This means the additive bonuses have no effect once pass_rate or quality_score is
already high, which is probably not the intended behavior.
### 5. Health is self-reported only
Service health (`healthy` / `unhealthy`) comes entirely from node-reported state.
The control plane does not probe upstream endpoints. A service can appear healthy
while its endpoint is unreachable.
### 6. No active model discovery from upstream services
The node agent scans for `.gguf` files on disk and reads static service config.
It does not query running Ollama or vLLM instances for their loaded model list.
A freshly-pulled Ollama model will not appear until the node config is updated
and the agent restarted.
### 7. `docs/architecture.md` duplicates `GENIEWARREN_SPEC.md`
`architecture.md` contains the repo-naming rationale, name alternatives, and
implementation sequence list that are only meaningful in a design/proposal context.
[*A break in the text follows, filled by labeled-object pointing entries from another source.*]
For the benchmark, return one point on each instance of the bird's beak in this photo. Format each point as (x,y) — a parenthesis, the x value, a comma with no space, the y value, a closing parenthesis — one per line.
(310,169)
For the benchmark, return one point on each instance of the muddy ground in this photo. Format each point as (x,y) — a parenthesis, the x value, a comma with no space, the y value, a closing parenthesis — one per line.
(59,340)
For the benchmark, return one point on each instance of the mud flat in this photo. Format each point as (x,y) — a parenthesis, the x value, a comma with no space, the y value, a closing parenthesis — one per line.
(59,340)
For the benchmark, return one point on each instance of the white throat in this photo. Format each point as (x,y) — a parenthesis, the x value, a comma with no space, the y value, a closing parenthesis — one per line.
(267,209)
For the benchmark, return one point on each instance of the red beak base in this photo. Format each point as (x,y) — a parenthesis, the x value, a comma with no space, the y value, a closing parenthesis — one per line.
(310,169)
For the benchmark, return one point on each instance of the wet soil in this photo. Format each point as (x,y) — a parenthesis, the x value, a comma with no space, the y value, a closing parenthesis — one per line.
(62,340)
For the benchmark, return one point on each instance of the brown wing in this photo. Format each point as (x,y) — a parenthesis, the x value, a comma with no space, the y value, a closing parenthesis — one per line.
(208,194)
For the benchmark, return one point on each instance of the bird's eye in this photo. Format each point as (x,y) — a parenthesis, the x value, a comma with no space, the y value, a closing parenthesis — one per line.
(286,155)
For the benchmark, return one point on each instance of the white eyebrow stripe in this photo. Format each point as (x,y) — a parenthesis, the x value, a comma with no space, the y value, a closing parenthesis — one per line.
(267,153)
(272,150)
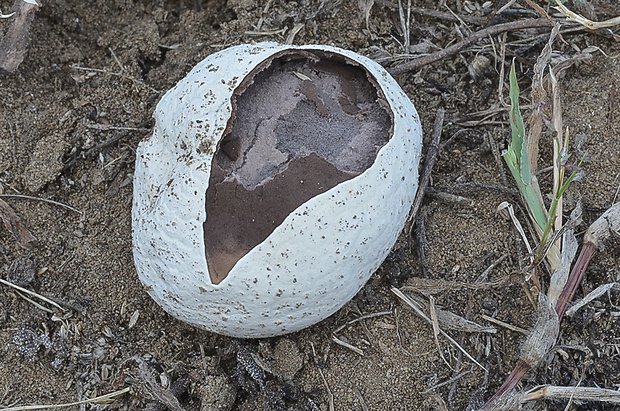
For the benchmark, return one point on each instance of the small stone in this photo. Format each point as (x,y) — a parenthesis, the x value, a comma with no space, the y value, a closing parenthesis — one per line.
(288,360)
(217,393)
(45,163)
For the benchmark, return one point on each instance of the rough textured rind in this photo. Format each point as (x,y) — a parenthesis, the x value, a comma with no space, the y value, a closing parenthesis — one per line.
(313,263)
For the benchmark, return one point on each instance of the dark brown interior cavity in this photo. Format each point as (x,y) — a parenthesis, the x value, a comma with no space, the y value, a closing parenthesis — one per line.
(302,123)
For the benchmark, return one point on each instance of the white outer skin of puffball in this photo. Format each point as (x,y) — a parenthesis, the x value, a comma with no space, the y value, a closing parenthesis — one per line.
(310,265)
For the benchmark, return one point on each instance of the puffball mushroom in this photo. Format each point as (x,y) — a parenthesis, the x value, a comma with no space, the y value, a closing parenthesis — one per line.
(276,181)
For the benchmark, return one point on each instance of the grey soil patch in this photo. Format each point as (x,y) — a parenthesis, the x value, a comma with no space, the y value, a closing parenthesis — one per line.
(52,113)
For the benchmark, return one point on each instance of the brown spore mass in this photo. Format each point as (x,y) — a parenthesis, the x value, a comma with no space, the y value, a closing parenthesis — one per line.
(302,123)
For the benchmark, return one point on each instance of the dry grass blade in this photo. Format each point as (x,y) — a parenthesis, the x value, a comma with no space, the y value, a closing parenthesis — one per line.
(573,393)
(597,292)
(418,311)
(44,200)
(474,38)
(23,290)
(102,399)
(538,342)
(593,25)
(13,224)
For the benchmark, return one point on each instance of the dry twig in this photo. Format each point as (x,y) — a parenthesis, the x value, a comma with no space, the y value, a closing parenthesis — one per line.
(474,38)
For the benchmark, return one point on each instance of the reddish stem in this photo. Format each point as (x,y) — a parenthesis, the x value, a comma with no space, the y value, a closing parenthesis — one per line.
(574,279)
(511,381)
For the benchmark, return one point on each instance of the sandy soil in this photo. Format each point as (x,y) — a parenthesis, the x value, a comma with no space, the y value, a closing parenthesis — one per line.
(71,117)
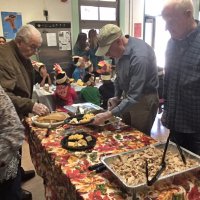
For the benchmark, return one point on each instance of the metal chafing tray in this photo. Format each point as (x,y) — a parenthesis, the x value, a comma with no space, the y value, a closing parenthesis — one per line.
(108,160)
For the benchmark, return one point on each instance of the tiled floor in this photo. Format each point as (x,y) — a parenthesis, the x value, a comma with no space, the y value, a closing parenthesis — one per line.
(35,185)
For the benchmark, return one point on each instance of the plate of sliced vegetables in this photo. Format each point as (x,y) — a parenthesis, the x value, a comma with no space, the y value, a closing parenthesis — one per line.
(78,141)
(80,119)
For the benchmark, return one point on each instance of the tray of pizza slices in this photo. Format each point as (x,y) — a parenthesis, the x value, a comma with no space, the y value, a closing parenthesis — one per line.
(130,167)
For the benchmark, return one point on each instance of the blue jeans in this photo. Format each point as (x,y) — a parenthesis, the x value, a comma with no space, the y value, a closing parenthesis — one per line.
(190,141)
(11,189)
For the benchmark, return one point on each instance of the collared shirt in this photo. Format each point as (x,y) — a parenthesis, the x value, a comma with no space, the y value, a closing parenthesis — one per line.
(11,138)
(136,74)
(182,84)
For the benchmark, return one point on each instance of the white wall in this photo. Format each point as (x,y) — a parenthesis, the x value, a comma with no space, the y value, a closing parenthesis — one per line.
(33,10)
(134,13)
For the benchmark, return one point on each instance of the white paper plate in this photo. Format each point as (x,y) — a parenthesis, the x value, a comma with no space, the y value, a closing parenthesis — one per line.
(46,125)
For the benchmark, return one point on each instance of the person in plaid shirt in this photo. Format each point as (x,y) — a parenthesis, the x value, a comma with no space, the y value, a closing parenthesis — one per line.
(182,75)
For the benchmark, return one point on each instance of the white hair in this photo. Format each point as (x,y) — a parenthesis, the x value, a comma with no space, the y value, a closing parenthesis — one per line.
(26,32)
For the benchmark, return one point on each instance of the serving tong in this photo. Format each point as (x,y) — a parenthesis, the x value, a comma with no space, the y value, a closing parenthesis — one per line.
(163,163)
(48,130)
(99,167)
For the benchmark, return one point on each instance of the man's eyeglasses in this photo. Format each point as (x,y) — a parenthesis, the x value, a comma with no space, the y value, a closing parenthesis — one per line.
(34,48)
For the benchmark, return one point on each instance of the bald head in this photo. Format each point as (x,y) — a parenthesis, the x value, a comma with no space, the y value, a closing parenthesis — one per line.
(178,15)
(27,32)
(28,39)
These are noise in a reference architecture document.
---
## Immediate Next Work (Priority Order)
### P0 — Fix confirmed bugs
1. **Remove the misleading `default_strategy` field** or implement a dispatch table
so the config field actually selects behavior. Simplest fix: delete the field and
the dead config surface until a second strategy is implemented.
2. **Fix `_benchmark_quality_score`** so additive bonuses apply only when no
`pass_rate` / `quality_score` is available, or restructure as a weighted average
so the components don't stack additively.
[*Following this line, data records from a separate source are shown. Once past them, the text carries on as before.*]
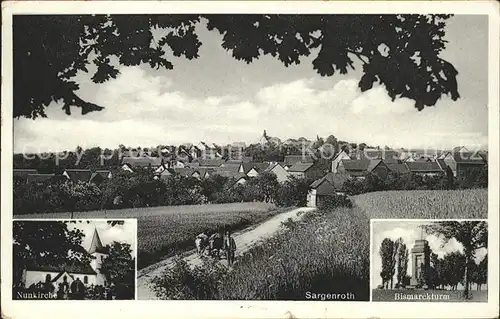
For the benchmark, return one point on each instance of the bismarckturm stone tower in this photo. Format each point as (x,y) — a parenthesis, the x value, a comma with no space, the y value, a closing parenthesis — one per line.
(420,258)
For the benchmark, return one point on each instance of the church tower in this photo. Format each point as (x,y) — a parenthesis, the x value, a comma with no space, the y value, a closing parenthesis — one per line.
(100,253)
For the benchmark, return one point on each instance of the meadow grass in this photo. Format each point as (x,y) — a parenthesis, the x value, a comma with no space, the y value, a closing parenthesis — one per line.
(432,204)
(172,232)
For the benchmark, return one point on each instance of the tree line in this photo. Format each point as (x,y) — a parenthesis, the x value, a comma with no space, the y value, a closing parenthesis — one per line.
(141,189)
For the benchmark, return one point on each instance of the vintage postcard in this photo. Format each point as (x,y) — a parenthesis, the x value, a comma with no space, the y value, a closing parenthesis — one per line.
(250,159)
(429,260)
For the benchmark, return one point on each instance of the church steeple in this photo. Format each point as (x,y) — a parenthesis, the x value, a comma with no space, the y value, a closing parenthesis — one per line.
(96,244)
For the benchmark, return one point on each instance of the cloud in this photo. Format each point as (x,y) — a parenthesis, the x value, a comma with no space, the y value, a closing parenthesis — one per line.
(143,108)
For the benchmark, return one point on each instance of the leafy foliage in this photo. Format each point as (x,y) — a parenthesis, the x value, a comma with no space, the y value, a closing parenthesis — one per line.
(401,52)
(119,270)
(46,243)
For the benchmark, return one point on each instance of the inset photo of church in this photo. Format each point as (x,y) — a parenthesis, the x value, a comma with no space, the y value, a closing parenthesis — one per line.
(74,260)
(429,260)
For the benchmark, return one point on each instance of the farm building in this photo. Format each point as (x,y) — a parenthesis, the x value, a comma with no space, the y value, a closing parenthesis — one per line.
(42,178)
(305,170)
(100,176)
(278,170)
(144,161)
(210,162)
(75,175)
(328,185)
(88,273)
(291,160)
(22,174)
(398,168)
(387,155)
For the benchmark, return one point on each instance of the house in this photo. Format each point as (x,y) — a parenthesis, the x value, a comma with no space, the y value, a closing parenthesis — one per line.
(291,160)
(176,164)
(361,168)
(261,167)
(387,155)
(464,162)
(328,185)
(127,167)
(42,178)
(278,170)
(269,140)
(239,180)
(162,167)
(22,174)
(88,273)
(78,175)
(425,168)
(305,170)
(164,174)
(208,151)
(336,161)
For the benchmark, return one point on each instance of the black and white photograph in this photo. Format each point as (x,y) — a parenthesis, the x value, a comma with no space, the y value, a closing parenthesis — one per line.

### P1 — Complete stated v1 scope
3. **Implement transcription proxy** — add `upstream.transcriptions()` and wire
the handler in `chat.py` and `main.py`.
4. **Implement role fallback chain** — when `resolve_route()` finds no matching
service for a role, walk `fallback_roles` in order before failing.
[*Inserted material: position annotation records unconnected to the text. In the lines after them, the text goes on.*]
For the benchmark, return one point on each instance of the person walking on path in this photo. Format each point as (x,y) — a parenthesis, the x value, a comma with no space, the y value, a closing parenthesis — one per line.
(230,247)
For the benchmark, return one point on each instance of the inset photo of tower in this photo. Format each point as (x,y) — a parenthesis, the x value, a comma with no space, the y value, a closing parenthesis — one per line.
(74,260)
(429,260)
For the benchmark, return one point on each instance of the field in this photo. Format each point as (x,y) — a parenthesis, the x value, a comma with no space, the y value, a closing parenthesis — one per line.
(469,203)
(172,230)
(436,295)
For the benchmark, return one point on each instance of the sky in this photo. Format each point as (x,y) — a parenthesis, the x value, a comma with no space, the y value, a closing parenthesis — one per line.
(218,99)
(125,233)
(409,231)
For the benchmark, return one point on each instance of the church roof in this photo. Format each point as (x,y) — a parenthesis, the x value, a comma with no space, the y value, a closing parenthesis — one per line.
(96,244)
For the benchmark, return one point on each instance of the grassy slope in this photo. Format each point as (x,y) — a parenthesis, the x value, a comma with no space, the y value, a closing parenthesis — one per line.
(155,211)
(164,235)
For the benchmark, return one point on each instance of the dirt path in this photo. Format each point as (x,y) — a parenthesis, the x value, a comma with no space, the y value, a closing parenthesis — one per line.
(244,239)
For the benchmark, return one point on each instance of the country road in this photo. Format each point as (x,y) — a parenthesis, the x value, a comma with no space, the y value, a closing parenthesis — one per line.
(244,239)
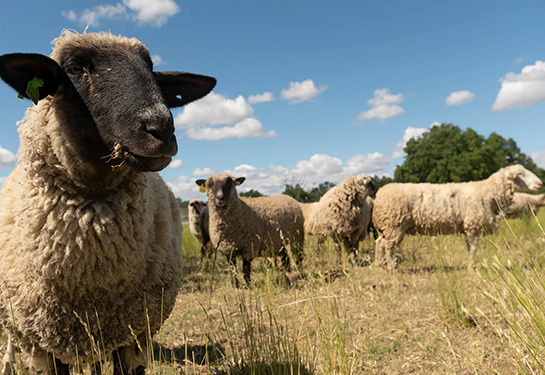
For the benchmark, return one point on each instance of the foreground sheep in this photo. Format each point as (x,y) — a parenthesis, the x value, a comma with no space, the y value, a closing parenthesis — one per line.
(433,209)
(251,227)
(90,236)
(342,213)
(199,224)
(523,203)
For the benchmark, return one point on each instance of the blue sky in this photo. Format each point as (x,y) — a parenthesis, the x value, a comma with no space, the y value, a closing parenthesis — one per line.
(310,91)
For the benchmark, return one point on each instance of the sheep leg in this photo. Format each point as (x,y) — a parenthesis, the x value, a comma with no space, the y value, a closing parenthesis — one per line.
(56,367)
(247,270)
(8,362)
(128,360)
(472,242)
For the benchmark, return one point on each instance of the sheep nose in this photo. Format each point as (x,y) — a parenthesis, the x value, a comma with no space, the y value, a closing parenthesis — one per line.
(165,134)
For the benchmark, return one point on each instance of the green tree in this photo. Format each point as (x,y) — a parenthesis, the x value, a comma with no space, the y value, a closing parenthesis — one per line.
(298,192)
(448,154)
(251,194)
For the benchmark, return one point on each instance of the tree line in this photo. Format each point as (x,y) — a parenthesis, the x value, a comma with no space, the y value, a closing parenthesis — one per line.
(446,153)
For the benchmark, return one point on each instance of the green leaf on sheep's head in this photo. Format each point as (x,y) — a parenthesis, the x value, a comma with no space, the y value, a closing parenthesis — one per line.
(33,89)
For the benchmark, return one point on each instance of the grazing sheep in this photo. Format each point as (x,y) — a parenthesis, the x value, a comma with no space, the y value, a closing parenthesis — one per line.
(433,209)
(90,235)
(523,203)
(199,224)
(252,227)
(342,213)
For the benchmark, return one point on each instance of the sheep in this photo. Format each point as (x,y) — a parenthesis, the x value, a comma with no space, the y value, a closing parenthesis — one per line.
(90,234)
(252,227)
(199,224)
(433,209)
(523,203)
(342,213)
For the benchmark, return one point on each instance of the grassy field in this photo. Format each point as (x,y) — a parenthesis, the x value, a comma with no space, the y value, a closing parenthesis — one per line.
(432,315)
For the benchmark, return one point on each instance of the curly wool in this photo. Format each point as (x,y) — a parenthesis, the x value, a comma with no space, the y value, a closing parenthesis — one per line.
(435,209)
(523,202)
(71,256)
(342,211)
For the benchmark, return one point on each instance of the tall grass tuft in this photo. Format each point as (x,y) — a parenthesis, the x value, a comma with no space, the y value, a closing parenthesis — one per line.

### P2 — Close the most important self-reported-only gaps
5. **Add active health probing** — the control plane should periodically probe
registered service endpoints (a lightweight `GET /health` or `GET /v1/models`
is sufficient) and update health state independently of node heartbeats.
6. **Add upstream model discovery for Ollama** — query `GET /api/tags` (Ollama)
or `GET /v1/models` (OpenAI-compatible) from the node agent and merge loaded
model names into the service's asset list. This enables dynamic model tracking
without config restarts.
### P3 — Documentation cleanup
7. **Revise `architecture.md`** — remove the design-phase repo-naming rationale
and first-implementation-sequence list; replace with a description of the actual
running system (the four layers as implemented, data flow diagram if possible).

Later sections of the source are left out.